CMH is a great choice if you’re trying to get closer to sunlight. I like them better than HPS so far.
I do also but I was trying to reveg some plants that were way in to flower and had 2 CMH and 1 MH
it was not going :slight_smile put in 2 super blues and 1 MH
and off to the races
Dequilo
They’ve definitely got their purposes. Older HID still has a lot of advantages. Cheap, easy, available, modular, intuitive, nice in the winter for heating.
here in the land of way cold the heat is a plus this time if year
HIDs are still cheap and do a good job over all and buy the right bulbs you will not
break the bank
lots of good bulbs for not a lot of money just do not get a fancy package or well known name
they still grow weed
and made in the same factory
all the best and be safe
Dequilo
Off subject but was looking into plants and sacred geometry because I remember a “DR” whom used to talk about harvesting under blue moon for medicinal. Also something to do with blue sage he was off his meds but made sense.
Something about cooler spectrum in the direct moonlight and warmer in the shadows but the blue moon is rare not to be confused with harvest moon and creates certain nano particles through light.
So I started doing research after breaking down color spectrums into geometric shapes found you can create ground currents to by burying certain stones in soil.
But I was looking at adding those spinning window Crystal’s In the grow tent light refraction the indigo purple the fall puts off mostly in rain helps with purpling in plants.
Anyway electromagnetic invisible light photons remember the black lights in grow room back in 90s.
Anyway long story short the spectrum in last weeks of flower naturally is metal halide mixed with red range is more natural to the sun.
And short story long after LEDs we will probably electromagnetic plasma lights once we can stabilize the gases.
Uhhhh…what?

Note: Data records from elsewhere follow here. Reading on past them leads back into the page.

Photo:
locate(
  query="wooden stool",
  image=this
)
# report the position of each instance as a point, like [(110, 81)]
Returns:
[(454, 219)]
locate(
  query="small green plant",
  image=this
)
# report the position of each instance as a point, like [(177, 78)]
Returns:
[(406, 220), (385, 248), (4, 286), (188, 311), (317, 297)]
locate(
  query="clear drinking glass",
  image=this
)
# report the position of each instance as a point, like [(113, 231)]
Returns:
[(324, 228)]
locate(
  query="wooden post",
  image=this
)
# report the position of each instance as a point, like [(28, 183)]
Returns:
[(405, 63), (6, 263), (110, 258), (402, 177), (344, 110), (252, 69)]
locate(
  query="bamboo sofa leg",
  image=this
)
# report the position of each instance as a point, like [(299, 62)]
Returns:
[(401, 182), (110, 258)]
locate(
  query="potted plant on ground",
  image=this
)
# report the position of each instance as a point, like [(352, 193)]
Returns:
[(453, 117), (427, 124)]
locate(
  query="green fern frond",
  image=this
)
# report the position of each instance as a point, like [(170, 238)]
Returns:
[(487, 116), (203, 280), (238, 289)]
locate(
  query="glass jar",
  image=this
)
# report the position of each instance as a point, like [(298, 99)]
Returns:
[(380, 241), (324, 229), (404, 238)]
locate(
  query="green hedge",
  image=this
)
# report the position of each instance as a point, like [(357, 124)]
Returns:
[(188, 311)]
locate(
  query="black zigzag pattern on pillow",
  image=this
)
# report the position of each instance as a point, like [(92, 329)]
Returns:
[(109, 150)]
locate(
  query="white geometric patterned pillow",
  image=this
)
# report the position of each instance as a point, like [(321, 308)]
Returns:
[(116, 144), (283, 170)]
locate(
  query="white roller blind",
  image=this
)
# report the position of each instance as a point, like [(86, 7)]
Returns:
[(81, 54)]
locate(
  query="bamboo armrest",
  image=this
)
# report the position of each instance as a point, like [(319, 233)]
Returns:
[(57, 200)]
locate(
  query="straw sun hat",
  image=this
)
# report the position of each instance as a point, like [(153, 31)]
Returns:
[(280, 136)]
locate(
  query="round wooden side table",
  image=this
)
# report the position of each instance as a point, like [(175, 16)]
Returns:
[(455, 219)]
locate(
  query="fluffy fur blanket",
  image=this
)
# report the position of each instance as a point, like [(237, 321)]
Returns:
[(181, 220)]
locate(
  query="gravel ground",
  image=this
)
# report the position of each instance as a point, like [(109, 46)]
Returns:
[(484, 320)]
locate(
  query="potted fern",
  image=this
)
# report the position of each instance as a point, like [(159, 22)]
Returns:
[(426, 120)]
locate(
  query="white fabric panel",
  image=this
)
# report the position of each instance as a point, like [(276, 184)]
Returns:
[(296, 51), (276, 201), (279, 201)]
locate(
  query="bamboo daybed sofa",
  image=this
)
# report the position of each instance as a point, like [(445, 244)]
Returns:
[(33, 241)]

Ground currents, sacred geometry, nano-particles, blue sage, moonlight, raindrops making plants purple…pseudoscientific hogwash. Dude probably was off his meds.
We already have plasma lighting.
Definitely
He had a grow room full of black lights
The part that made sense to me was metal halide with Hps in flower.
The plasma will be diffrent apparently amplified and be able to increase light growth speeds. Way beyond my understanding I just follow the normal setups.
Check out a led light called flux scale by grow flux. You should be able to replicate the exact spectrum of the sun and adjust it to match the seasons. Though you would have to get additional ir uva and uvb to be a completely wide band sun light replication.